Adam Mico asked me to write about what the Tableau Community means to me. That inspired me to create a blog and make this piece my first post.
I used to roll my eyes at the thought of identifying myself with any corporate product. I have friends who love Apple and would wait in line for new iphones when they came out; or who love Disney and go there again and again as adults. While I respect my friends and appreciate the value of beautiful technology or movies, I never quite got why they *felt* so strongly about an entity that is simply selling products.
So I’m surprised to discover the fierce warmth and loyalty I do now feel for the Tableau community, which has given me so much in recent years, and which I hope to support to my utmost ability. It took the amazing and selfless contributions of many, many people for me to finally realize that a real community could, in fact, be centered around a company and a product. First off it was Andy Kriebel and Eva Murray contributing hundreds of hours to run Makeover Monday, a community project that has allowed me (and so many others) to improve enormously in my Tableau and data visualization skills. They are relentless contributors, motivators, and teachers, who work tirelessly week after week to create a structure that I know has made a huge difference in my own work, and inspired me to work on projects I’m incredibly proud of and would not have done otherwise. Andy and Eva are the gatekeepers for my Tableau community experience, and I can’t thank them enough.

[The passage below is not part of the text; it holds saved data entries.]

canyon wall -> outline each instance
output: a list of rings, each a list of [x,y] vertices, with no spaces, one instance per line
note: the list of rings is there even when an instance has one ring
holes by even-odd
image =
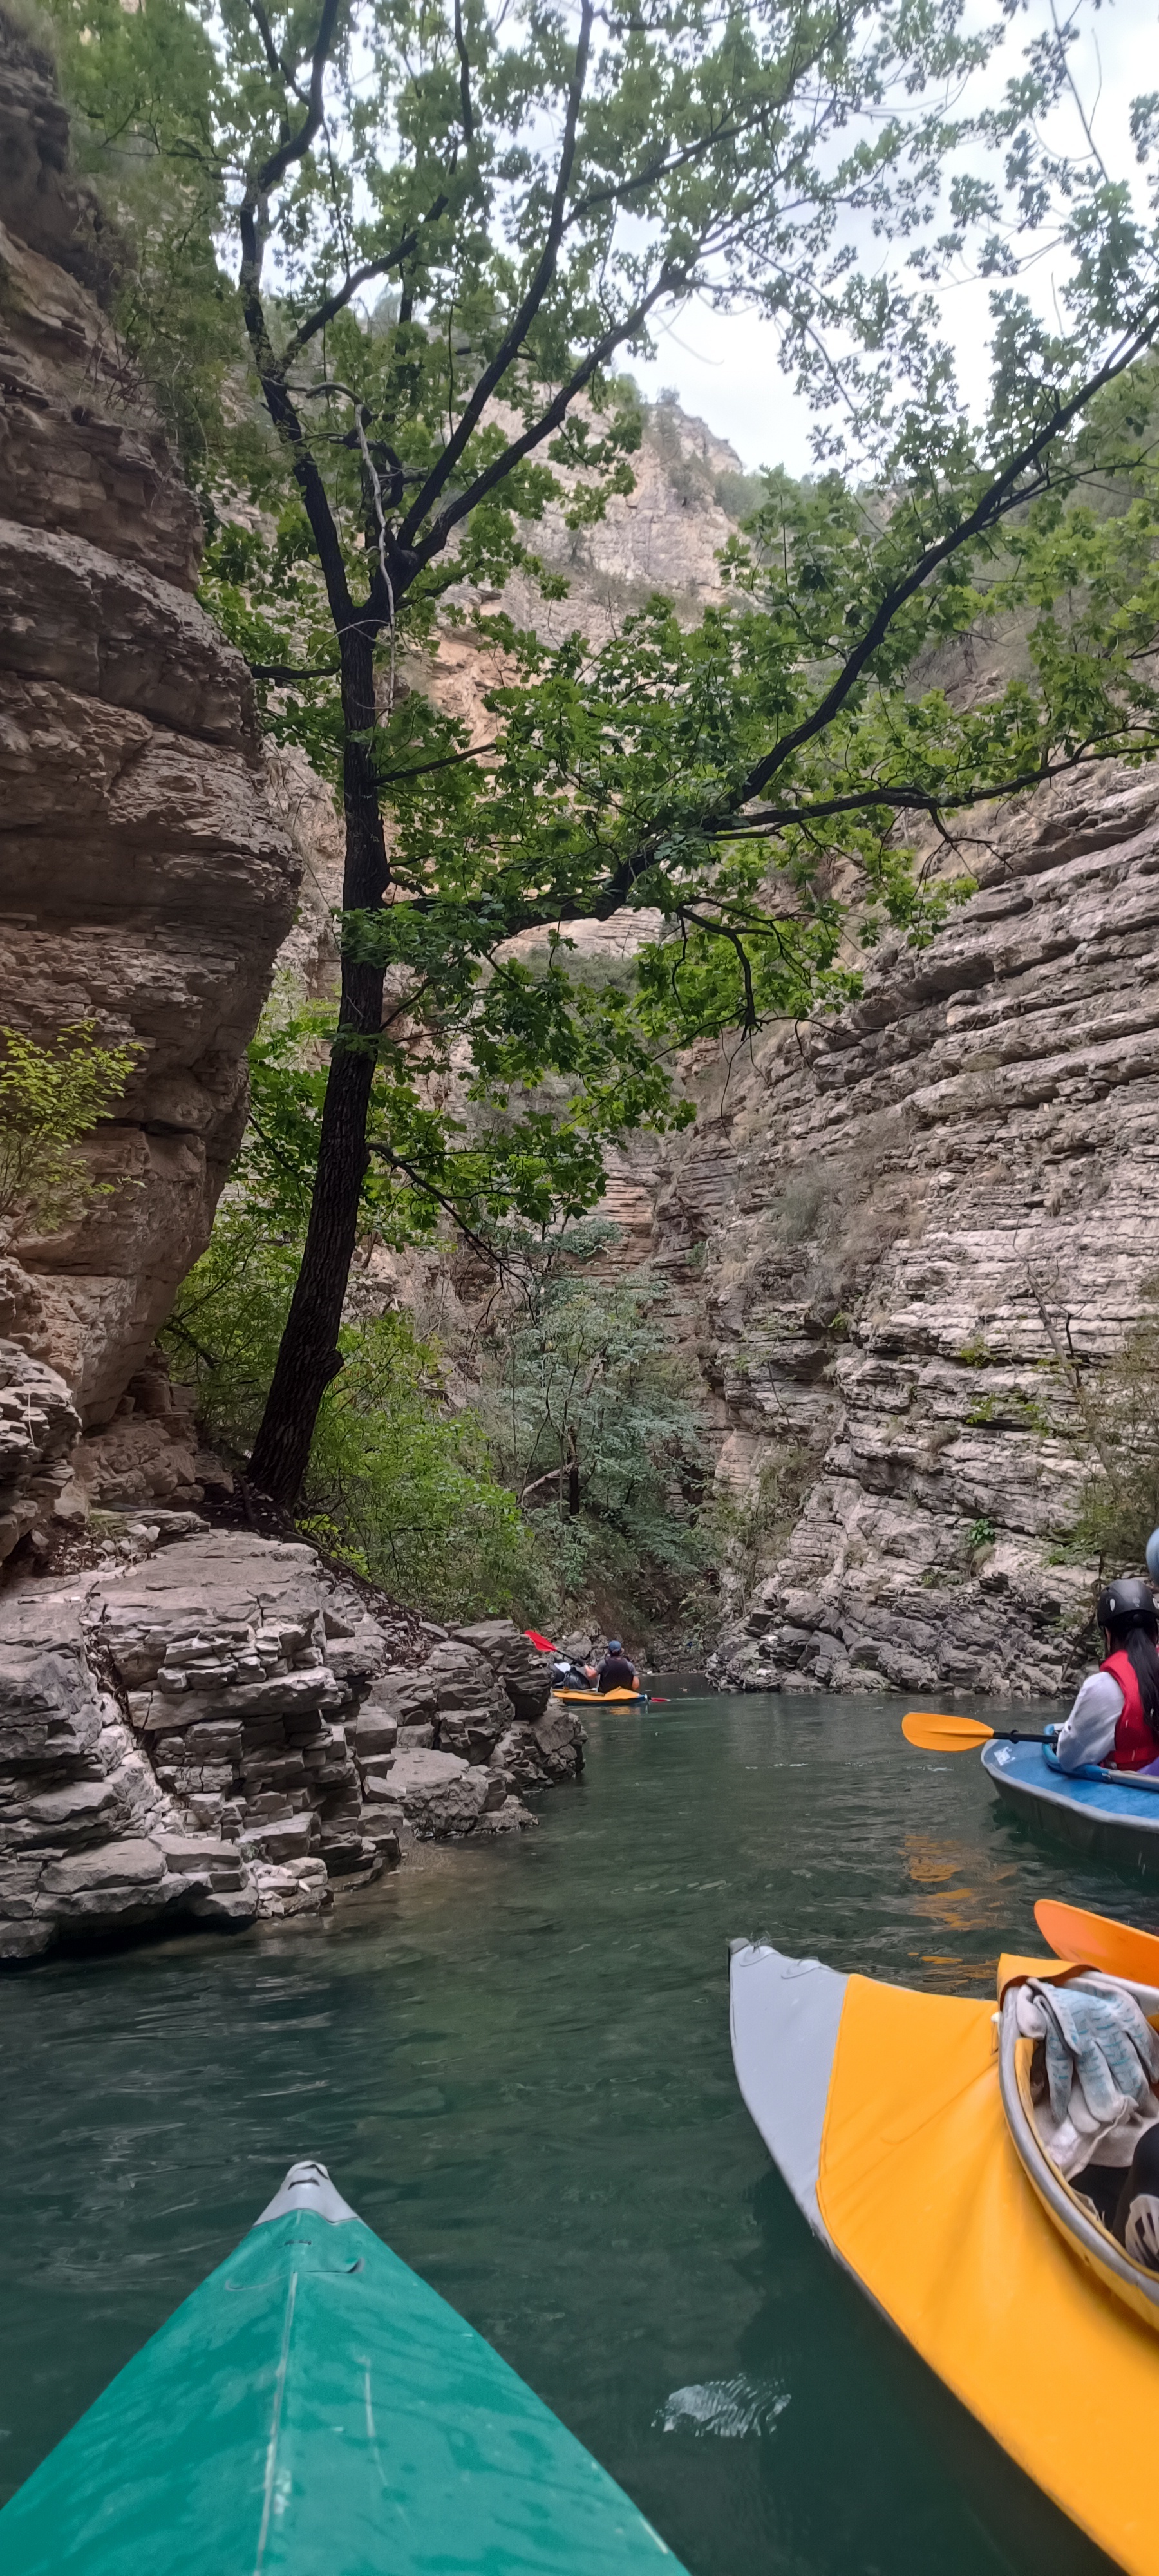
[[[1157,927],[1159,778],[1050,791],[928,948],[706,1054],[696,1128],[637,1155],[749,1523],[734,1682],[1072,1686],[1084,1391],[1159,1272]]]
[[[54,1496],[77,1508],[81,1425],[136,1404],[237,1146],[299,875],[245,666],[192,596],[199,513],[110,320],[115,259],[51,65],[0,14],[0,1026],[136,1050],[86,1148],[102,1194],[83,1221],[0,1236],[0,1386],[29,1415],[14,1461],[0,1394],[0,1556]],[[46,1369],[71,1422],[59,1396],[45,1413]],[[182,1426],[152,1377],[137,1445],[156,1464]],[[122,1484],[149,1490],[124,1420]],[[99,1449],[82,1464],[99,1484]]]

I soon realized that after Andy and Eva, it’s selfless contributors all the way down. It’s Viz for Social Good, Project Health Viz, Sports Viz Sunday, Iron Quest, and other community projects run by hard-working and talented volunteers, which develop skills and often help worthy causes. It’s innovators creating new visualization techniques like Kevin Flerlage’s “no polygons”, Neil Richards’ petal chart, Alexander Varlamov’s animated parliament chart, and so many others just in the last year or so, all of whom have freely shared their new techniques. It’s bloggers like Lindsay Betzendahl, Rosario Guana, and Ken Flerlage, to name just a few, who take time to explain techniques and even develop and share templates to make complex chart creation easy. It’s all the people who take the time to give me feedback on my Makeover Mondays. It’s all the people who post answers to Tableau questions on the community site so that when I google a Tableau question at work, I get an answer 99% of the time. It stuns me how many talented and busy people put so many hours into helping me (and others) out.
The thing that really cemented the community aspect for me was meeting all the people I knew through twitter at my first Tableau conference last year. They recognized me, and seemed happy to see me! That was the best feeling in the world.
Even though we all live in the Boston area, I first got to know Kate, Paula, and Michelle through Makeover Monday/twitter, which led to us meeting in person at the Boston TUG. That has led in turn to getting to know other Boston TUGers and deepening my involvement. As someone who doesn’t do well in large rooms of people I don’t know, I really appreciate having folks I know and who welcome me; I hope I can do the same for other folks I don’t know.
The Tableau community is special, and I appreciate the things that Tableau has done to encourage this community to grow. Salesforce, please don’t mess it up!